Aerial footage of Aliso Canyon, California, taken on December 17, shows a geyser of black mist spewing into the air, shrouding the nearby canyons in a dense and toxic fog. The landscape beyond the mist is almost entirely obscured by the dark funnel rising skyward. That black mist is actually methane gas erupting out of a leaking pipeline at an astounding rate of 110,000 pounds per hour.
What’s even more startling? This leak started on October 23rd and may not be plugged for another 3 to 4 months. To put the scale of the leak into perspective, it has thus far pumped nearly 1 million tons of carbon dioxide into the atmosphere, the equivalent of the annual emissions for nearly 200,000 cars.
If that sounds like a lot it’s because it is. The leak at the Aliso Canyon energy facility currently accounts for 25% of all of California’s methane emissions combined. Methane is a greenhouse gas that causes substantial damage to the atmosphere when released in large quantities. Tim O’Connor of the Environmental Defense Fund (EDF) has said that the leak is unprecedented in size and complexity and environmental advocacy legend, Erin Brockovich has likened the disaster to the BP oil spill of 2010.
The exact cause of the leak is still unknown, but most accounts acknowledge that outdated parts and poorly maintained equipment are responsible. Natural gas and oil pipelines have been described as “ticking time bombs” by members of the National Wildlife Federation (NWF), and for good reason. Worn out pipelines, like the one in San Bruno, California, have been known to explode spontaneously in the night, or else they rupture and spew nearly a million gallons of crude oil into a major river when they become too rusted.
Simple Safety Measures Overlooked
While engineers don’t yet know the precise cause of the leak, they believe it resulted from a ruptured gas pipe sitting over several hundred feet below the ground. Initially, methane was pumping out with such force that engineers and technicians had no way to seal or stop it. In the past month they have successfully cut that pressure in half and are beginning to drill relief wells for the excess gas to escape, but the relief wells won’t be finished until as late as March of 2016. That means up to 3 more months of unprecedented levels of methane gas.
A former field engineer at Aliso Canyon named Anneliese Anderle stated that the facility had been deteriorating for years. “It’s gleaming. They have great roads and well-marked pipelines. Everything’s painted. But just below the surface, it’s junk.”
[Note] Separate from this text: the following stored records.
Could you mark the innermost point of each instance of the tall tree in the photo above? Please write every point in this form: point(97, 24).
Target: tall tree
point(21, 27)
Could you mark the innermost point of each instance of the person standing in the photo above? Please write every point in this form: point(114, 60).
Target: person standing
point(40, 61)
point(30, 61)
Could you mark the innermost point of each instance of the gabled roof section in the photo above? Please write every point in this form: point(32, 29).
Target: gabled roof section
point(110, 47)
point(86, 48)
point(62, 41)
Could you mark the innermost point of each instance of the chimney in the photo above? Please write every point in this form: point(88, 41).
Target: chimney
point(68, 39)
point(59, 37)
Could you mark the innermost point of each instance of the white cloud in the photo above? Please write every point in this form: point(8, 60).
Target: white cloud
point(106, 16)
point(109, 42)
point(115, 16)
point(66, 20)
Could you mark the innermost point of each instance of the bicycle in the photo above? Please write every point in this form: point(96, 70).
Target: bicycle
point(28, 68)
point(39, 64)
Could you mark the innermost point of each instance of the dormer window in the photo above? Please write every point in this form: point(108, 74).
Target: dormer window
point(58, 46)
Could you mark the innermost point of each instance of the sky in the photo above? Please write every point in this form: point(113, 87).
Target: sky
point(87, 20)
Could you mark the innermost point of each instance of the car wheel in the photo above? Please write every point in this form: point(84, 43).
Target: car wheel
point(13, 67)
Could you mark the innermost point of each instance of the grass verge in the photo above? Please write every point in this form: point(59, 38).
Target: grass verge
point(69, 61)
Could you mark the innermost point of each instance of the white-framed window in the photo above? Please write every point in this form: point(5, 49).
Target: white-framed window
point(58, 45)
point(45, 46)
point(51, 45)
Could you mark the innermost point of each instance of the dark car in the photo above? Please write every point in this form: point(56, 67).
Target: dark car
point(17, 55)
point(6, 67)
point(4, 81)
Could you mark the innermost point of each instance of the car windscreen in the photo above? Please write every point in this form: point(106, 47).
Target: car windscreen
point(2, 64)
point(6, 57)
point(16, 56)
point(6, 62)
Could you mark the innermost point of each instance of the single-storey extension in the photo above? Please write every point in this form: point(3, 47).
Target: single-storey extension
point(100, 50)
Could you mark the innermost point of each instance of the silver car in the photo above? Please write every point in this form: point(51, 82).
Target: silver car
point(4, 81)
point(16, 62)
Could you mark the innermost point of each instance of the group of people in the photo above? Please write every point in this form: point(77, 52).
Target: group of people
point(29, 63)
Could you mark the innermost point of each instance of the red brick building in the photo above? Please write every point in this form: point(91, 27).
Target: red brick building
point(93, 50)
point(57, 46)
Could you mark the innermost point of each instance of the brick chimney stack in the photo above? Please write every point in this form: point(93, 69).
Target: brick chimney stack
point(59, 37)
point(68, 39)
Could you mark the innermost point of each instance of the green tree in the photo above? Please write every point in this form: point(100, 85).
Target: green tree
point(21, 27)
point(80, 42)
Anderle pointed out that the damaged well at Aliso Canyon was supposed to have a safety valve to prevent just such a disaster. A representative from SoCalGas, the company in charge of the gas facility, explained that the safety valve had been removed in 1979 and never replaced. The representative went on to mention that the valve had been leaky and that finding a replacement part was difficult, so executives opted to simply throw it away because the well in question wasn’t “critical,” meaning that it wasn’t within 100 feet of a road or residential area.
“You [got] rid of a safety valve because it wasn’t working?” responded Anderle with shock, “A safety valve would have shut the damn well down!”
As Anderle points out, this leak is a perfect example of the startlingly common negligence and oversight demonstrated by massive energy corporations. In an attempt to save time and money SoCalGas opted instead to remove safety feature rather than replace it.
Thousands Sick or Relocated – Possible Carcinogens in the Air
So far over 2,200 households have been relocated to temporary housing and another 3,000 are in the process. Many residents of the Porter Ranch neighborhood of Los Angeles have complained of headaches, nosebleeds and severe nausea from the fumes, which have been described as smelling like rotten eggs. This smell comes from a substance called Mercaptan that gas companies add to the otherwise odorless Methane.
The Los Angeles County Department of Public Health has stated that the leak poses no “immediate danger to life, and permanent or long term health effects are not expected.” That said, another government agency – the Air Quality Management District – found that the leak was giving off high quantities of a chemical known as Benzene. Benzene is a known carcinogen. The area surrounding Porter Ranch, CA (the neighborhood closest to the leak) has Benzene levels “three to five times higher than what we see in urban Los Angeles,” according to Sam Atwood with the Air Quality Management District.
Too Little Too Late
Jason Marshall, Chief Deputy Director of the California Department of Conservation told the Los Angeles Times that the leak at Aliso Canyon will make experts “ask questions about [natural gas] well construction and operation” and that he believes the disaster will have a lasting impact on how gas is stored in the United States.
These are all encouraging statements to hear and hopefully they come to pass, but it’s still a shame that these changes will only occur after the damage to the nearby community and the environment is done.